Der Winter lag immer deutlicher in der Luft. Die Nächte wurden kälter, aber Nadja vermutete, dass es dieses Jahr keinen Schnee geben würde.
Nichts, was Phoebe gewundert hätte. Wann hatte sie zum letzten Mal Schnee gesehen? Trotzdem war die Luft schneidend kalt, während sie Nadja über den nassen Bürgersteig folgte.

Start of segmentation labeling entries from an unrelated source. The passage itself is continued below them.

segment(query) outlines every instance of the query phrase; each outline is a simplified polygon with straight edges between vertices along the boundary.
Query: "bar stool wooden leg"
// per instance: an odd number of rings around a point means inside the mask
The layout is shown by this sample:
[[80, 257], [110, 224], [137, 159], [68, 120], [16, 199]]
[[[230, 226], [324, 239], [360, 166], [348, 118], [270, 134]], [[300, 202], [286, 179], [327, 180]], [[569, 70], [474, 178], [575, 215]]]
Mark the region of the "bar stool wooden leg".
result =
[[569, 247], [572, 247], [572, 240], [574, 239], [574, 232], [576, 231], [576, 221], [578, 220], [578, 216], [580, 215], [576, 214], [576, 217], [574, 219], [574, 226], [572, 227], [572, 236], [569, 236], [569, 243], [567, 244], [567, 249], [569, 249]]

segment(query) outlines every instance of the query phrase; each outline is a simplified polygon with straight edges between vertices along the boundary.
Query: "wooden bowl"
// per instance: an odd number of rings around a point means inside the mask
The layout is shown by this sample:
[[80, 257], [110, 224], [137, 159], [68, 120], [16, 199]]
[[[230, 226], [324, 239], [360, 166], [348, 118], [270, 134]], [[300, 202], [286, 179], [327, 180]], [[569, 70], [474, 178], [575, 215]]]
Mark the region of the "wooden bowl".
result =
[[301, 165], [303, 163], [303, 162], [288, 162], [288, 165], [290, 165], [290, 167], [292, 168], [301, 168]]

"Du hast mir niemals deine Geschichte erzählt", sagte Nadja unvermittelt.
"Nein", bestätigte Phoebe überrumpelt. Sie zögerte.
Sie redete nicht gerne über sich. Sie dachte nicht einmal über die Vergangenheit nach und verdrängte alle Erinnerungen in die dunkelsten Winkel ihres Gedächtnisses.
Sie merkte, dass Nadja stehen geblieben war und sie fragend ansah: "Möchtest du?"
Phoebe musste ehrlich sein: "Nein, nicht wirklich. Ich - ich denke nicht daran, wenn es geht."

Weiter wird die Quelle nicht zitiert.